Jim Maginn of Newcastle, Co Down

Jim Maginn was the second of four sons of James and Annie Maginn, who owned the Montana Hotel on Main Street, Newcastle, Co Down (where Neesons now stands). He was born in Granite Street, Butte, Montana on November 15th 1911, but his family came home to Newcastle in 1920.

He was educated in St Mary’s Primary School and St Malachy’s College, Belfast. He went to Dalgan in 1929 and was ordained on December 21st 1935.
Father Jim was assigned to Korea in 1936 and ministered in the Shunsen (now called Chunchon) Prefecture .

During World War 11 Father Maginn was arrested together with twenty three other Columban Missionaries in Korea.

He spent a fortnight in gaol in December 1941, followed by three months imprisonment and was under house arrest for the remaining period of the war in his own mission residence.

His one and only visit home was in 1946. His mother had died three years before.

When the war broke out Father Maginn’s hundred parishioners pleaded with him to flee but, as many of them later testified, he refused saying, “As pastor I am staying here in the church”. He divided up all the money he had and gave it to the people who were fleeing.

FATHER MAGINN’S ARREST AND DEATH
Father James Maginn, who has been missing in Korea since June 1950, is now known to have been killed on the 4th of July of that year.

Father Maginn was pastor of Samchok, on the east coast of Korea, some 50 miles south of the political boundary between North and South Korea, the 38th Parallel. He was in his parish when the North Korean Communist forces invaded the territory in June 1950, but when the Reds were driven back in the autumn of that year and our priests were able to return to the district, there was no trace of him and no information of what happened to him.
Quite recently, however, Father Brian Geraghty, Maynooth Mission Superior in Korea, received information from a Korean which told of Father Maginn’s death and the location of his grave.

In the week between the outbreak of the war and the occupation of his parish, he had been urged by his people to leave the town before the Communists came. He advised them to go and some did. Father Jim gave them money to help them survive, but he chose to stay, saying, “I shall remain here and defend the Church until death. I shall bear witness to God to the Communists who deny Jesus Christ.”

A teacher in the High School, John Kim Soo Sung, was very devoted to Father Jim, who had baptised him earlier, and he declared that he could not leave, knowing that Father Jim was willing to face death at the hands of the Communists, so he also vowed to stay.

It is known that Father Jim offered Mass on the morning of July 2nd, the day in which the Reds invaded the village. Two days later, informed on by the local Communists, they came to arrest the priest. As John Kim recalled, “Father Jim received them with calmness and composure.” Entering the church, he knelt before the altar for a short final prayer. The impatient soldiers shouted to him from outside the church. When he emerged, they seized and kicked him, struck him with their rifle butts and were about to handcuff him. With a calm smile, he said, “Make yourselves at ease, I’m not escaping. Let’s go this way.” Overcome by his self-possession, they yielded to his request. He was escorted to the station at gunpoint. A few hours later, John Kim was arrested and detained in an adjacent cell. They questioned Father Jim for two days. Because he had been born in America, they wanted him to confess that he was an American spy.

John Kim got out of gaol when the Reds pulled back in October and he was able to give a detailed account of Father Jim’s last days.
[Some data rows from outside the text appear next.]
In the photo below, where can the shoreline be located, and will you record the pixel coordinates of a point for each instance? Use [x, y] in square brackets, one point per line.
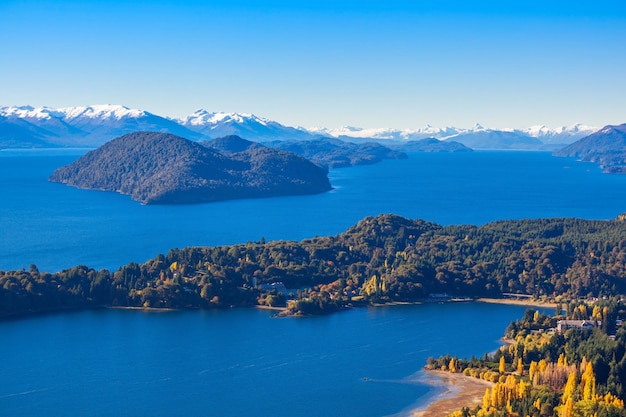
[458, 391]
[516, 302]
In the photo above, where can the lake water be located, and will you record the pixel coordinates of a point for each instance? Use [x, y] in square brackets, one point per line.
[239, 362]
[55, 226]
[362, 362]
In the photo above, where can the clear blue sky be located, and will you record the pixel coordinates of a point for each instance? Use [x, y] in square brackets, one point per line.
[401, 64]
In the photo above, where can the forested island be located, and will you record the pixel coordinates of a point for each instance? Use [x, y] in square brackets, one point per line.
[382, 259]
[161, 168]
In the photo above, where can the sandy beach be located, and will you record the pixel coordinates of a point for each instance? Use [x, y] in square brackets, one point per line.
[461, 391]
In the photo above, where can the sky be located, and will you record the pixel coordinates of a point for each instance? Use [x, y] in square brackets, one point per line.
[387, 64]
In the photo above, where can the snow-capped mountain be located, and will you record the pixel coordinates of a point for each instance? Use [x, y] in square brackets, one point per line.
[477, 136]
[82, 126]
[249, 126]
[91, 126]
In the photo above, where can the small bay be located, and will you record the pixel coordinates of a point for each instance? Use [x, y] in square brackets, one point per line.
[238, 362]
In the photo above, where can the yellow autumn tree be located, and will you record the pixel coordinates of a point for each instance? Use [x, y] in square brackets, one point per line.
[452, 365]
[570, 387]
[487, 399]
[532, 370]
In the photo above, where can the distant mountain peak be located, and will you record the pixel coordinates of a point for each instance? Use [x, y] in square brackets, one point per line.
[103, 111]
[202, 117]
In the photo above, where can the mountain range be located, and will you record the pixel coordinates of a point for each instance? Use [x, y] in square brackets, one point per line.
[91, 126]
[606, 147]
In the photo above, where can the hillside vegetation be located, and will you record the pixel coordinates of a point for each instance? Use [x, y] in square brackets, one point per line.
[381, 259]
[160, 168]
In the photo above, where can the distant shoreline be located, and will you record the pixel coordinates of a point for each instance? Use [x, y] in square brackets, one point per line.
[529, 303]
[459, 391]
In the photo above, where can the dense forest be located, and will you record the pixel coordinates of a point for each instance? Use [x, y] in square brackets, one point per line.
[160, 168]
[550, 371]
[381, 259]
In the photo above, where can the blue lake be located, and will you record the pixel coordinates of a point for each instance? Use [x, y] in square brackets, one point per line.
[362, 362]
[239, 362]
[57, 227]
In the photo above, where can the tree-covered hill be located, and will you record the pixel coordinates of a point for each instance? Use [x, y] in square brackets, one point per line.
[381, 259]
[161, 168]
[606, 147]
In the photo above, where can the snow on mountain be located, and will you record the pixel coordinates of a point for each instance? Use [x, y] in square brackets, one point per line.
[88, 126]
[477, 133]
[564, 134]
[248, 126]
[96, 124]
[101, 112]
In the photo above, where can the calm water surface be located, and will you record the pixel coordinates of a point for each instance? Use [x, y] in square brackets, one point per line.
[239, 362]
[56, 227]
[363, 362]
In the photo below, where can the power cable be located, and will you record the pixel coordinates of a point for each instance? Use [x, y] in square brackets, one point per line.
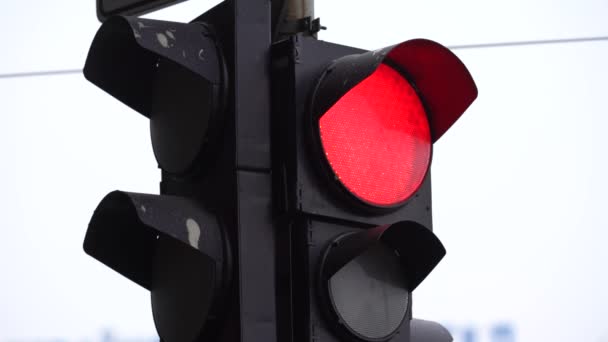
[453, 47]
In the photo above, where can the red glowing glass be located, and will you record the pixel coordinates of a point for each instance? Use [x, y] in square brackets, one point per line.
[377, 139]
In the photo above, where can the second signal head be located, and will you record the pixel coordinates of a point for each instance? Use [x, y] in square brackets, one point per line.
[375, 116]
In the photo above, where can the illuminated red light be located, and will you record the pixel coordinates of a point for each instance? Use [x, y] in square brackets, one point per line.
[377, 139]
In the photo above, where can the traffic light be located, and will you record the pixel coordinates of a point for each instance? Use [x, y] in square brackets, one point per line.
[295, 197]
[356, 130]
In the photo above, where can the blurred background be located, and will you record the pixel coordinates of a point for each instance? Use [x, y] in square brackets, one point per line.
[519, 182]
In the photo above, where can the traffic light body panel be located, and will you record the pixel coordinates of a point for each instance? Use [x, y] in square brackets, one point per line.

After a period of detention, starvation and torture Father Jim was lying almost unconscious on the floor at midnight when a warder came and shouted at him to get up and come out of his cell. Father Jim had already guessed the reason. He asked them to let him say a word of farewell to John Kim who was still in the adjacent cell. The warders could not refuse the last request of a man about to die. Passing his fingers through John Kim’s hair, he gave him his final blessing, saying, “John, I hope to see you in Paradise. Whatever pain you have to suffer, bear it patiently and never lose your faith in Our Lord Jesus Christ.” He disappeared into the pitch-black night and John Kim’s mourning wails followed him and continued long after he had gone. Father Maginn was hustled barefooted along the rugged mountain road as far as Cha-chi-ri. A shot echoed through the ravine and he fell. Next morning the corpse was found by villagers who charitably buried it at the very spot.

FAR EAST JUNE 1952

Father Jim was 38. He was the 2nd of the seven Columban Priests to die.

It was not until March 1952 after the liberation of Chunchon city that his grave and body were located by Fr Brian Geraghty, on the information of eye-witnesses of his last hours. His body was exhumed and laid to rest on 26th March 1952 beside Fathers Collier and Reilly in the church-yard of Jungnim- dong, now the Cathedral Church of Chunchon Diocese in South Korea.